The Principle of Scarcity and Loss Aversion

Ever heard the phrase “she only wants what she can't have”? It probably originated because someone perceptive figured out a crude version of the scarcity principle. The scarcity principle can be useful for online marketers and bloggers.

The scarcity principle depends on loss aversion and, hence, can be used to leverage it. The scarcity principle, as per Robert Cialdini, a well-known author and professor of psychology and marketing at the Arizona State University, can be used to influence people’s decisions. According to Cialdini, when people realise that something is about to become unavailable, their desire to acquire that thing increases. In simpler words, when something is about to run out, they want it more!

In order to implement the scarcity principle in your online business and to leverage loss aversion, all you need to do is make your audience believe that the stock is limited either in quantity or in time. For instance, you can say that you have only certain units of a product or a particular service is only available for a small period of time. Combine this with early bird discounts at the beginning of the launch and clearance discounts at the end and you have used scarcity and loss aversion three times for the same thing!

Creating the Sense of Ownership in Your Audience

The perfect example of the ownership syndrome is the pet store strategy described above. Because the family gets to keep the puppy for a week or more, they enjoy the feeling of ownership and also feel responsible for it. Consequently, they don’t want to let go of the little fur ball. The ownership syndrome is a direct extension of loss aversion because it’s rooted in not losing something you have.

Loss aversion comes into play when the time comes to let go of what they have. As a result, they’re willing to pay to continue keeping it. If you truly want to use the principle of loss aversion for your blog or website then you’ll have to direct all your efforts at creating this sense of ownership in your audience. Here are some suggestions.

2 for 1 or 1 + 1
2 for 1 or 1 + 1

How Can You Create A Sense Of Ownership In Your Audience?

Creating a sense of ownership to benefit from the inherent principle of loss aversion is an on-going task. It’s not something you can do to boost traffic or conversion for a small period of time. It’s a way of doing business and a way of content management. Here’s how it works.

  1. The first step to creating a sense of ownership is to do it with your content. You need to phrase your language in a way that the reader starts thinking he has a stake in your product, service, or blog. Make them relate to your offering. You can even use words like imagine, suppose, visualise, and picture to create this sense. This brain hack is one of the secrets of marketing, online or offline.
  2. The second method is to use the science of storytelling to get the audience involved. The science of storytelling is very relevant in marketing and can be implemented through written or visual content. To implement the principles of the science of storytelling for marketing, all you need to know to create a sense of ownership is that videos of people using your product are useful. More information on the science of storytelling in marketing will be revealed later through another hub.

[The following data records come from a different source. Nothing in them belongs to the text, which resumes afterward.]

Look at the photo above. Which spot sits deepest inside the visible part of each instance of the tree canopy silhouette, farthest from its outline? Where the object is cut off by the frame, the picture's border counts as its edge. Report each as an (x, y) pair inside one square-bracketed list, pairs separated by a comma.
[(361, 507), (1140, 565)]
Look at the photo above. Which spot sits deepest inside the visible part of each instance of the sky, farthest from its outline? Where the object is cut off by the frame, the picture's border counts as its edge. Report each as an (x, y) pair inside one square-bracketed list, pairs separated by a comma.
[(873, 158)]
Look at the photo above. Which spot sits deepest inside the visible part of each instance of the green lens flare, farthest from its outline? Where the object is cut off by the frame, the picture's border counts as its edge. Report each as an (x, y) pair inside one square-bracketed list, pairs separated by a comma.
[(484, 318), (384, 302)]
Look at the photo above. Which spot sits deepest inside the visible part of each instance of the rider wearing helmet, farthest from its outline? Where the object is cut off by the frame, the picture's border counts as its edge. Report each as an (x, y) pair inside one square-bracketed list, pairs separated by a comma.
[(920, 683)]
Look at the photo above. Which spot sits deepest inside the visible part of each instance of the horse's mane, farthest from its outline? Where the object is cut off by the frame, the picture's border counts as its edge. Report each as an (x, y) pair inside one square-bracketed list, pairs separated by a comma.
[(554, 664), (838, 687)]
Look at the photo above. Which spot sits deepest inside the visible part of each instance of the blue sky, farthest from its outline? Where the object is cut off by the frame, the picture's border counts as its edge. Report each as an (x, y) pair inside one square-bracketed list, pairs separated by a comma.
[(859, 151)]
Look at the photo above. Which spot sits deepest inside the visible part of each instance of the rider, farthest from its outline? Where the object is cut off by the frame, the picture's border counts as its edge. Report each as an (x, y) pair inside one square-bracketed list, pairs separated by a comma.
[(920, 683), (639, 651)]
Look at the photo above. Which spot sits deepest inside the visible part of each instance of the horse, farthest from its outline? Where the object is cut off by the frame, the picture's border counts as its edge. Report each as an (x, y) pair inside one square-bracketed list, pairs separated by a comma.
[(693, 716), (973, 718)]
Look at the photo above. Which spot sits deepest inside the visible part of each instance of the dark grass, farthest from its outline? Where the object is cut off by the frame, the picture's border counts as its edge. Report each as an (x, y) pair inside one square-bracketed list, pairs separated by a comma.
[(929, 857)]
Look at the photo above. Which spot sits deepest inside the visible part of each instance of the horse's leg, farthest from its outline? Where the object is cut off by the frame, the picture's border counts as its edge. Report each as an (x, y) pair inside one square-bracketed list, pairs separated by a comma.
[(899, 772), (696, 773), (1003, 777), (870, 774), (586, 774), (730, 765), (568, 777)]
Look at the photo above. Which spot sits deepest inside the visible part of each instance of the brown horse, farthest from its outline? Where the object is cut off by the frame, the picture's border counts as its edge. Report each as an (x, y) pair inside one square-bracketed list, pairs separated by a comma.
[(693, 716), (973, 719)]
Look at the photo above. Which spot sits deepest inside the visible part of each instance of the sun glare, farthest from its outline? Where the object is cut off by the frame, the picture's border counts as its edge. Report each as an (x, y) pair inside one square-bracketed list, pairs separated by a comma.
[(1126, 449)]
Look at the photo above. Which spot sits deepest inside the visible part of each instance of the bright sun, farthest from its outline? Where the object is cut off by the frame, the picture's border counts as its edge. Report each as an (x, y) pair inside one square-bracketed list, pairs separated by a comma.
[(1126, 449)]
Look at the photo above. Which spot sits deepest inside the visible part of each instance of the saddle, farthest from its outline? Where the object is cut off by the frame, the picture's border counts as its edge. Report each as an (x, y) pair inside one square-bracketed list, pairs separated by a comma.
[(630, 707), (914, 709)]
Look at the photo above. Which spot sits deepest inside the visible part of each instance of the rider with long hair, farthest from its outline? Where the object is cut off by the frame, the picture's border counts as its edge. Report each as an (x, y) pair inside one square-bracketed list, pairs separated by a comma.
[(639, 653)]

The final trick is to simply give away samples of your product or trial periods for your services. If you’re sure about your products and services, then your consumers will not want to let go of them once they already have them. The pet store gimmick is again a prime example here.

The Armstrong Lie

Lance Armstrong: A Real World Example of Loss Aversion Gone Wrong

Lance Armstrong should be the ambassador of loss aversion. He not only demonstrated the principle in a real life setting but he also let the secret slip out long before the big lie actually became public.

“I like to win, but more than anything, I can’t stand this idea of losing. Because to me, losing means death.”

Armstrong said that losing is like death to him and everyone knows how far he went to avoid a loss. Whether you love him or hate him, the point remains – Loss aversion is real, it is very potent, and it’s extremely difficult to understand.